Alors oui, à l’échelle d’une vie et d’une carrière, la naissance de mes enfants est bien plus importante. Cependant si elle est importante pour moi, la mère, elle l’est aussi pour leur père. Or celui-ci ne se verra pas défalquer une année d’évolution pour absentéisme, celui-ci ne se verra pas refuser pas un poste par crainte de le voir s’éloigner quelques mois étant donné que son âge correspond statistiquement au moment de sa reproduction.

Marie-Georges Buffet proposait en 2017 un amendement pour prolonger le congé maternité de 16 à 18 semaines. A mon sens la longueur du congé maternité ne peut être synonyme aujourd’hui d’avancée féministe que dès lors qu’il offre un congé équivalent au père. En effet le lien entre maternité et plafond de verre ou inégalité salariale n’est plus à démontrer, des carrières entrecoupées d’arrêts, des promotions données moins facilement, des augmentations à la performance moins généreuses.

Bien sûr l’inexistence d’un congé paternité conséquent n’est pas l’unique raison qui conduit à ces inégalités. Il existe aussi des restes persistants de misogynie parfois inconsciente qui conduit un employeur à faire plus confiance à un homme qu’à une femme, qui le valorise mieux à l’embauche… il y a parfois les attitudes des femmes elles-mêmes, moins enclines à la négociation, parfois moins ambitieuses… Mais comme il est ardu de changer les mentalités on peut à minima, lorsque l’on souhaite sincèrement s’attaquer à ce problème, mettre en place des moyens simples pour rééquilibrer la balance, cette proposition en est une.

Pour que cette mesure soit efficace, l’époque est la bonne car les pères sont en demande de plus de temps avec leur progéniture et se feront un plaisir de prendre ce congé qui leur est offert. Ils s’absenteront alors aussi des entreprises, à l’égale de leurs compagnes, supprimant ainsi tous les arguments limitant leur évolution professionnelle.

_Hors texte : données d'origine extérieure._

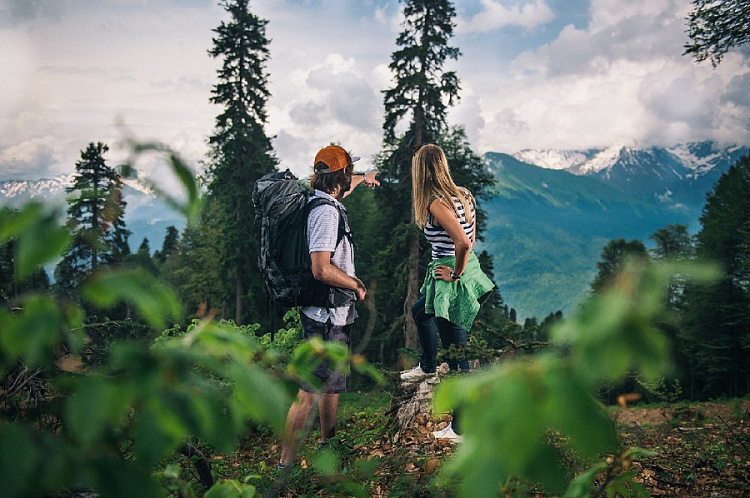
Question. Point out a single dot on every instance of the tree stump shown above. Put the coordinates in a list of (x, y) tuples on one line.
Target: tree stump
[(412, 404)]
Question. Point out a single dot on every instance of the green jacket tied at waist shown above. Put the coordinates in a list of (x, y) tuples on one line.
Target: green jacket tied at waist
[(459, 301)]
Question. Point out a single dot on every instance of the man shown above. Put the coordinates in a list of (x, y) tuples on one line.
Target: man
[(332, 264)]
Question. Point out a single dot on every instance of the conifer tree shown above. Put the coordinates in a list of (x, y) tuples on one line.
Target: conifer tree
[(241, 152), (95, 215), (715, 27), (169, 246), (422, 92), (614, 255), (718, 318)]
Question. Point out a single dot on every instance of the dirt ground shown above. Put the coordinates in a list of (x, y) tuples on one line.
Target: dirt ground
[(701, 450)]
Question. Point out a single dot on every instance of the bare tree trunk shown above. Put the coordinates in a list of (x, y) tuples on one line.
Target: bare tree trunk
[(201, 464), (238, 291), (412, 282), (412, 291)]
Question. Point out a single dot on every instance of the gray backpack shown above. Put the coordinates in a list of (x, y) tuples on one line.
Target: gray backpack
[(281, 210)]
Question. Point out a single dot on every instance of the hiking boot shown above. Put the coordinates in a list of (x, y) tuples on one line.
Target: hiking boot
[(448, 433), (416, 374)]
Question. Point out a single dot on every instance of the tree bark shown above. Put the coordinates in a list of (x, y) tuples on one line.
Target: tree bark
[(200, 463)]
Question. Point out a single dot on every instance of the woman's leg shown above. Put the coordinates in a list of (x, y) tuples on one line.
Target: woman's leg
[(427, 335), (450, 333)]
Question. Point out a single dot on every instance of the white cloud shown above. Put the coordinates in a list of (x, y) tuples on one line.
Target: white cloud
[(495, 15), (620, 79)]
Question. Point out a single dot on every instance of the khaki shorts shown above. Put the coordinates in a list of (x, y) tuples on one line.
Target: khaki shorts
[(334, 382)]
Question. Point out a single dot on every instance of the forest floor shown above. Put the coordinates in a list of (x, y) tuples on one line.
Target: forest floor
[(699, 450)]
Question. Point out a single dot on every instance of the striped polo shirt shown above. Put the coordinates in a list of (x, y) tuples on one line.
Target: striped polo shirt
[(441, 242)]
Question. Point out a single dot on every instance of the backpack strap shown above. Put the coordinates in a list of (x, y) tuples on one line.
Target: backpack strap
[(344, 230)]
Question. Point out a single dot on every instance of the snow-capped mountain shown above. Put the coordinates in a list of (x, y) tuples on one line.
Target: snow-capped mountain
[(146, 216), (680, 175)]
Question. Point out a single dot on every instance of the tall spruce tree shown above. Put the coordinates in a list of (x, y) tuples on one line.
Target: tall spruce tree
[(241, 152), (614, 255), (422, 92), (718, 318), (95, 215), (715, 27)]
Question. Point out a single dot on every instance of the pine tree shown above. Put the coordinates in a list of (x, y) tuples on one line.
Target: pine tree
[(95, 216), (422, 92), (241, 151), (614, 255)]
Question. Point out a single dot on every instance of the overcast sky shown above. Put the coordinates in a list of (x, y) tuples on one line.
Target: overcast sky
[(564, 74)]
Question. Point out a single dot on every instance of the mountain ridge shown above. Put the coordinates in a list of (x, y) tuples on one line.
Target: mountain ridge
[(547, 222)]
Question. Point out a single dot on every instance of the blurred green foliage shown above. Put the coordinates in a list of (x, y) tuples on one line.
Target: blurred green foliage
[(508, 412)]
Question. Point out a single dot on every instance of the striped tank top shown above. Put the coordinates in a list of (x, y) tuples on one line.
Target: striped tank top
[(441, 242)]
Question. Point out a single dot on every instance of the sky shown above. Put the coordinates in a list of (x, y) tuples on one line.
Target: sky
[(539, 74)]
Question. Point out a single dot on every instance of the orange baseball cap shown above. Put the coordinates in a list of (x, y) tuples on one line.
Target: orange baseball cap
[(334, 157)]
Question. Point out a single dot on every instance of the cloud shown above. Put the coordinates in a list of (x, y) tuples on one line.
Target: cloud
[(621, 78), (13, 12), (495, 15)]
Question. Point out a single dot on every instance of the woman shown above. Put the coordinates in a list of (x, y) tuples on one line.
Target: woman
[(455, 284)]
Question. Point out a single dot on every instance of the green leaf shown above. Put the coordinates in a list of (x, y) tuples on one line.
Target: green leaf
[(260, 397), (32, 333), (231, 489), (581, 486), (39, 235), (18, 457), (97, 407)]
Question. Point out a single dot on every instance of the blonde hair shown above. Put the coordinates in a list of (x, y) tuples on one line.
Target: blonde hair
[(431, 179)]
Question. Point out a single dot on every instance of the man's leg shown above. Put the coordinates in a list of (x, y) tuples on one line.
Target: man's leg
[(328, 407), (296, 425), (450, 333), (427, 335)]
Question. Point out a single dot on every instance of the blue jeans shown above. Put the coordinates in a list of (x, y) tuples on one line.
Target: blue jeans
[(428, 327)]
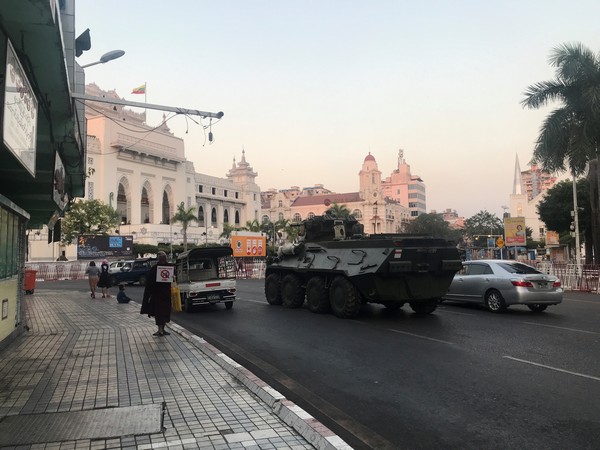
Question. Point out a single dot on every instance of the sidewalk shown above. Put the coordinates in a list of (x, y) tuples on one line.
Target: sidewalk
[(89, 375)]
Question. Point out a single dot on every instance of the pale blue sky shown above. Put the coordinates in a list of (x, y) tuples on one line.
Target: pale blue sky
[(308, 88)]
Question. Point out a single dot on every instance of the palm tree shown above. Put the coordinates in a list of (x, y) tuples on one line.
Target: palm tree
[(340, 211), (570, 136), (185, 216)]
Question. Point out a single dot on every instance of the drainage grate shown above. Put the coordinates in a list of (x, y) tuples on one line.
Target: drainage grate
[(74, 425)]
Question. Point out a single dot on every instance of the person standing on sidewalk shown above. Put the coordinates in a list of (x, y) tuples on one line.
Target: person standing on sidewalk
[(92, 271), (157, 294), (104, 281)]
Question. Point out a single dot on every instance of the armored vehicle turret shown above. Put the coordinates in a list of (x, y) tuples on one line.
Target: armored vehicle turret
[(335, 267)]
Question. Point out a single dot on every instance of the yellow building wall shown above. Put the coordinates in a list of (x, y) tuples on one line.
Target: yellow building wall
[(8, 306)]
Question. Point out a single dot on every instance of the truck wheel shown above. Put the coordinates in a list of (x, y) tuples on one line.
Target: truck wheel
[(292, 292), (273, 289), (317, 297), (344, 298), (425, 307), (187, 304)]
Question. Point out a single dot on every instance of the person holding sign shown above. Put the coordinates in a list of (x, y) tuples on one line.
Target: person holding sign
[(156, 301)]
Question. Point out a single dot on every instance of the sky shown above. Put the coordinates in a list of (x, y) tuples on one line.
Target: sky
[(309, 88)]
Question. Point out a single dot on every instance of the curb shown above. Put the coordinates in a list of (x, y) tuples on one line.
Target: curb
[(291, 414)]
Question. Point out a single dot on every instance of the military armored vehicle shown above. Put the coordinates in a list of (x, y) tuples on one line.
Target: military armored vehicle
[(335, 267)]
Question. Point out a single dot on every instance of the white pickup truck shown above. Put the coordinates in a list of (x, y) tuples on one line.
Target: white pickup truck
[(205, 276)]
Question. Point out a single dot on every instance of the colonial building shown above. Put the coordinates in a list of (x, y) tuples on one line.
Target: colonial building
[(370, 205), (142, 172)]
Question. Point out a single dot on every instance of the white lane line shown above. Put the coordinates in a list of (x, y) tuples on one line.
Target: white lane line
[(577, 374), (420, 336), (597, 302), (561, 328)]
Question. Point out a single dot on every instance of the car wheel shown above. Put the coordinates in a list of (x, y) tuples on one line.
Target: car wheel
[(344, 298), (273, 289), (537, 307), (494, 301)]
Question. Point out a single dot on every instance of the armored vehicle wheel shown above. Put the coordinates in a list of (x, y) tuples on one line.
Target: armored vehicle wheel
[(426, 307), (494, 301), (344, 298), (187, 304), (273, 289), (317, 297), (292, 292)]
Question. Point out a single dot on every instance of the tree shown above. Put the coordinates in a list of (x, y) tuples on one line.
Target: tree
[(555, 211), (88, 217), (482, 225), (185, 216), (434, 225), (570, 136), (340, 211)]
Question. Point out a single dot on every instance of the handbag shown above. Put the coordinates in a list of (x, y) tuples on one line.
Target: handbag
[(175, 298)]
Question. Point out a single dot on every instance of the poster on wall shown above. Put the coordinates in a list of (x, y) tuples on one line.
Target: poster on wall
[(98, 247), (248, 246), (514, 230), (19, 121)]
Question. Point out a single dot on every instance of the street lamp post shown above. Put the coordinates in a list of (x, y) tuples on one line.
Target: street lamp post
[(109, 56)]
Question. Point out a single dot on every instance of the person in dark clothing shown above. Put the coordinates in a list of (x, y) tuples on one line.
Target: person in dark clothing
[(104, 280), (157, 295), (122, 296)]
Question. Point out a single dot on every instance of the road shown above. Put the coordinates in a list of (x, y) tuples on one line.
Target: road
[(459, 378)]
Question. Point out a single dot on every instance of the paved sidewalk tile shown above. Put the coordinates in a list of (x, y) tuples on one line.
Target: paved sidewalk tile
[(82, 354)]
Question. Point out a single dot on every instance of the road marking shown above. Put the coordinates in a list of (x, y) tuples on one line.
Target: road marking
[(561, 328), (577, 374), (420, 336), (582, 301)]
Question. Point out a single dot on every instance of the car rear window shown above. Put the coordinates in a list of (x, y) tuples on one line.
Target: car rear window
[(518, 268)]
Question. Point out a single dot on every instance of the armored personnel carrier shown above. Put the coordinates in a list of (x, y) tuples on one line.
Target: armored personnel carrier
[(335, 267)]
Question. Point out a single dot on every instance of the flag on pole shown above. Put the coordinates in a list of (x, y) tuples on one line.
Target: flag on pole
[(140, 89)]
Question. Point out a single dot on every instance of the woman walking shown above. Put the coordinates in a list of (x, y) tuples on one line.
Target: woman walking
[(92, 271), (157, 296), (104, 281)]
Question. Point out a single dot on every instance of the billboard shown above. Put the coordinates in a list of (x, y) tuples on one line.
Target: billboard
[(249, 246), (90, 246), (514, 230)]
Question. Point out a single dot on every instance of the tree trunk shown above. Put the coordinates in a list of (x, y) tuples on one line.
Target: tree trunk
[(594, 182)]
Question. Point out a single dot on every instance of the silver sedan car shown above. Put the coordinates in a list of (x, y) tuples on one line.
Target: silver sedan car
[(500, 283)]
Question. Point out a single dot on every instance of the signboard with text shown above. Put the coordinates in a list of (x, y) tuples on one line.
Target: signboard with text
[(514, 230)]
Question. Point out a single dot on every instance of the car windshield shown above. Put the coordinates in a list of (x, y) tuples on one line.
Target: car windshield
[(518, 268)]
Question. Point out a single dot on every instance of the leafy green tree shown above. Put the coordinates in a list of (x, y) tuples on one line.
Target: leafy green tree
[(555, 211), (88, 217), (340, 211), (434, 225), (185, 216), (569, 138), (482, 225)]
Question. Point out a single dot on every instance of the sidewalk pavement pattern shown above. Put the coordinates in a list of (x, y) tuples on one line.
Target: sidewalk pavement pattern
[(89, 374)]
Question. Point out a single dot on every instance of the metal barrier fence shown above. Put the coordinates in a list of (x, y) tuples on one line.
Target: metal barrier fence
[(75, 270)]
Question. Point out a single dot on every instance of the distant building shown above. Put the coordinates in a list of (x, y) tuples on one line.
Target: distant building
[(370, 205)]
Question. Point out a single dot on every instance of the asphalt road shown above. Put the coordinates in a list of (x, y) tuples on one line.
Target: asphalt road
[(459, 378)]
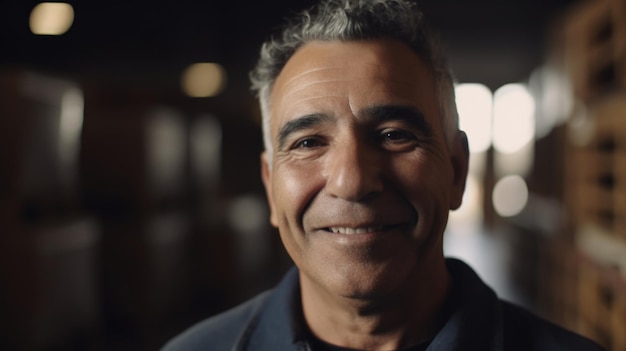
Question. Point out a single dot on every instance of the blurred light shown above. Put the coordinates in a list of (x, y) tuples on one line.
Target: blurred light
[(203, 79), (519, 162), (51, 18), (513, 118), (71, 126), (475, 105), (510, 196), (248, 214)]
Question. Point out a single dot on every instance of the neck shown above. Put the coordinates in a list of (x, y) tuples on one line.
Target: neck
[(392, 321)]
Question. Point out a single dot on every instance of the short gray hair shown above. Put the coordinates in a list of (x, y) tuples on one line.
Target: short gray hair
[(348, 20)]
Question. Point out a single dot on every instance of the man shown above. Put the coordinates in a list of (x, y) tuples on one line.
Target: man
[(363, 162)]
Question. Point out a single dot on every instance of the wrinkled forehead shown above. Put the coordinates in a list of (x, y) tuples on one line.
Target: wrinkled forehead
[(378, 71)]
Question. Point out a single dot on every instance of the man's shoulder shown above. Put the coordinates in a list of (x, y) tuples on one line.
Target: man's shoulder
[(222, 331), (523, 330)]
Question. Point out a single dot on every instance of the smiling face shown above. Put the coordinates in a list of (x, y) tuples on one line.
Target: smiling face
[(361, 179)]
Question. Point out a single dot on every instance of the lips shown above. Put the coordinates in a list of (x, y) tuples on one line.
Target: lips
[(350, 231)]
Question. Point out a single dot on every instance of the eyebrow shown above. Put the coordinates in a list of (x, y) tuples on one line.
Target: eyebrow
[(407, 114), (374, 114), (298, 124)]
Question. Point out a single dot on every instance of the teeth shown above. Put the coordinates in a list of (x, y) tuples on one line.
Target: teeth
[(346, 230)]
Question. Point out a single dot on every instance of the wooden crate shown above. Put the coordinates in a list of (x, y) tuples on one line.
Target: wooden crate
[(602, 303), (594, 50)]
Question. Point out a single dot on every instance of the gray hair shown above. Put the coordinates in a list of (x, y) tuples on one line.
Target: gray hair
[(348, 20)]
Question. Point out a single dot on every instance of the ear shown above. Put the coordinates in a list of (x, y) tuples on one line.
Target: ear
[(459, 156), (266, 175)]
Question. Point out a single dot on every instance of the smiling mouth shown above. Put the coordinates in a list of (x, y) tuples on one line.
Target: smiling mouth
[(351, 231)]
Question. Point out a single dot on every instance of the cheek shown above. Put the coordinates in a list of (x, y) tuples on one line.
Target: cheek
[(294, 188), (426, 183)]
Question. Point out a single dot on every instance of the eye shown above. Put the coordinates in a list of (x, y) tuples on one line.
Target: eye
[(397, 136)]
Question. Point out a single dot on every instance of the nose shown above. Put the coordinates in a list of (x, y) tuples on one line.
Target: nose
[(353, 172)]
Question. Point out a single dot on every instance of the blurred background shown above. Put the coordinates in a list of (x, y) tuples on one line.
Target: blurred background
[(131, 204)]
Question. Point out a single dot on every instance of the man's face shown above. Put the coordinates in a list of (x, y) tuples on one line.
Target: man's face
[(361, 179)]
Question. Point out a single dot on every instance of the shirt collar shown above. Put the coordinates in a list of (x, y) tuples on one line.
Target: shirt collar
[(475, 324)]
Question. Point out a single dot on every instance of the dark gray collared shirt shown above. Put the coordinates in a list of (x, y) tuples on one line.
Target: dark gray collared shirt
[(273, 321)]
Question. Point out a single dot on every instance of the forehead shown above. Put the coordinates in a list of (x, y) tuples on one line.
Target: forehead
[(351, 75)]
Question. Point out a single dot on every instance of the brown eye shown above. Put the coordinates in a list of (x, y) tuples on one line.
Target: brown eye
[(307, 143), (397, 136)]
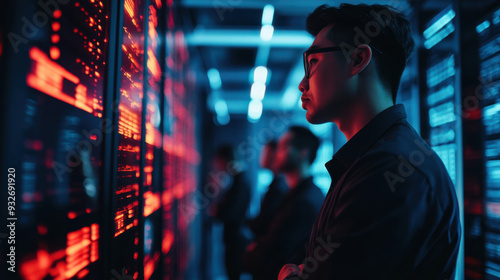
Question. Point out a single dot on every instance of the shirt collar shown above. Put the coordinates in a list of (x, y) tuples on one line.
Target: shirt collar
[(362, 140)]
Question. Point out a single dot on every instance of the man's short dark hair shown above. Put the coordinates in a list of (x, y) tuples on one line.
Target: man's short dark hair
[(393, 38), (303, 137)]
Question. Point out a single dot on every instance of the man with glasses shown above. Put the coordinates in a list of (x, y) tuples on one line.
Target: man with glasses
[(391, 211)]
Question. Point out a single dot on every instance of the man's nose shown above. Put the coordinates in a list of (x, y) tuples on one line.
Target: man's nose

J’aime personnellement cette mesure car elle ne n’oppose pas les genres mais elle les met sur un pied d’égalité face à un système qui cherche trop souvent à les opposer.

Et c’est donc Bruxelles, tellement critiquée, accusée d’être soumis aux lobbys, c’est donc Bruxelles qui nous offre cette opportunité pour toutes les femmes et tous les hommes européens. Belle façon de faire concrètement de l’Europe un vecteur de progrès et de lui redonner du sens.

Mais alors pourquoi cette directive en accord avec les souhaits affichés de notre gouvernement de réduire les inégalités hommes-femmes et mettant en avant une Europe si salvatrice à leurs yeux ne peut voir le jour ? Et bien parce qu’entre autres opposants Emmanuel Macron lui-même, freine des quatre fers cette proposition, argumentant devant le Parlement de Strasbourg, que : « c’est une belle idée qui peut coûter très cher et finir par être insoutenable ».

Je me permettrais de rappeler à Monsieur Macron, qu’en 1913 lorsque la loi Strauss préconisant la mise en place d’une allocation journalière pour la période de repos après accouchement, s’était vu opposer le même argument financier. L’assemblée de l’époque avait malgré tout voté cette loi apportant ainsi un énorme progrès social pour les femmes…

Alors en allant voter dimanche, choisissons les progressistes dans les mots et dans les actes pour s’assurer que le combat des femmes continue et porte ses fruits.